Includes: Thirty-six gelatin silver photographs requiring approximately 110 to 130 linear feet for display.
Fees: Rental fee is available upon request. Borrower covers shipping and insurance. Contact email@example.com.
Mangrove Coast Photographs by Barry Fellman
Barry Fellman’s Mangrove Coast is an ongoing project focusing on the coastal region of South Florida hit by Hurricane Andrew over 25 years ago. The photographs tell the story of the lengthy recovery process for our natural ecosystems after a major hurricane impact. They show the importance of the mangrove habitat in protecting our lives, our land, and the marine life that inhabit it.
Fellman’s images share a thrill and curiosity about place through the element of surprise and the excitement of discovery. The photos seduce you, inviting you closer to understand them. As you approach basic notions of scale and distance remain a mystery until your nose is nearly pressed against the surface. Then the images clarify into familiar forms of sea grasses, shells and shallow tide pools. You realize you are looking at fantastic views of the shoreline by the beach.
The growing impact of climate change on the size and intensity of hurricanes has been documented from the 1970’s to the recent mega-storms that are still seared in our collective memories – Maria, Irma, Harvey, Sandy, Katrina and Andrew. These hurricanes highlight the trend of larger and more intense cyclonic activity that has resulted from global warming. The increased destructive power of these storms, due to higher wind speeds and greater precipitation, also exacerbates sea level rise.
These images portray the spirit of place by connecting with our appreciation of the natural environment. Fellman’s aim is to strengthen these connections, which he says are crucial to preserving the mangrove habitat, the lowest and most critical level of the food chain for coastal communities worldwide.

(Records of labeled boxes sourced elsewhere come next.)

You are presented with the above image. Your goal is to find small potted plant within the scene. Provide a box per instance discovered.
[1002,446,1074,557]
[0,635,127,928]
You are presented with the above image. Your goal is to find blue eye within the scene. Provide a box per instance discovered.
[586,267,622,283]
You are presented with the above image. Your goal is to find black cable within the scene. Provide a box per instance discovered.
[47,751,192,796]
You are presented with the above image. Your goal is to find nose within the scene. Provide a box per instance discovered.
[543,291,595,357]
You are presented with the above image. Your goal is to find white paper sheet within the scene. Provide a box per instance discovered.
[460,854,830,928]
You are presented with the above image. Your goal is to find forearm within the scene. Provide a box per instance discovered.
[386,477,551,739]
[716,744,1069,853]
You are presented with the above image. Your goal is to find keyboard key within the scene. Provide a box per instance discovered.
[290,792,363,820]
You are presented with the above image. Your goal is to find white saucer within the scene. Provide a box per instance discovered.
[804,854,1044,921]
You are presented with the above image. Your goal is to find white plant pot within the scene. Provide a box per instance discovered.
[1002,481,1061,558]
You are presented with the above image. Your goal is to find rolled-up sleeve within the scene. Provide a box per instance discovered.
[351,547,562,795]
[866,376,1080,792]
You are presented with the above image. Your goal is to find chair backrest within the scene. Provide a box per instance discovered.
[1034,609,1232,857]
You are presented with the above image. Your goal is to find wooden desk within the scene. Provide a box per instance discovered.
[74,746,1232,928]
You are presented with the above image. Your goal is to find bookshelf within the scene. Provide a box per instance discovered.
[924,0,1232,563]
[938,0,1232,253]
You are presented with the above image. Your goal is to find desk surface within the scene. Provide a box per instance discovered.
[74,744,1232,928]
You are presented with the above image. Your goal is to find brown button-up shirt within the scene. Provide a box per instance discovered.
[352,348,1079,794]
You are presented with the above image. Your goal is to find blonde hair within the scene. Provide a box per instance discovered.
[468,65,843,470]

Includes: Nineteen Archival Pigment Prints requiring approximately 200 to 225 linear feet for display.
Fees: Rental fee is available upon request. Borrower covers shipping and insurance. Contact firstname.lastname@example.org
Bunny Yeager (1929 -2014) is the legendary photographer, model, swimsuit designer and author who led the change in America’s approach to sensuality during the explosive cultural shift of the 1950’s and 1960’s. Her widely published photographs of iconic pin-up model Bettie Page catapulted both Page and Yeager to fame. Yeager’s centerfold photo of Bettie Page for Playboy Magazine, the first of many, launched Yeager’s photographic career. Yeager became one of Miami’s most sought after models and was featured on the cover of US Camera in 1954 as “ The World’s Prettiest Photographer”. She wrote and designed over 30 books on her photos, methods and techniques, working up until her last year.
Yeager’s boundless creativity and fierce independence as a woman in a man’s industry gave her the power to show women as they wanted to be seen. Throughout her sixty year career she produced an extensive body of work with fresh and candid viewpoints founded on the trust she gained in her subjects. Her groundbreaking self portraits, subject of a solo show at the Andy Warhol Museum, set the stage for the next generation of artists who reinvented themselves for the camera.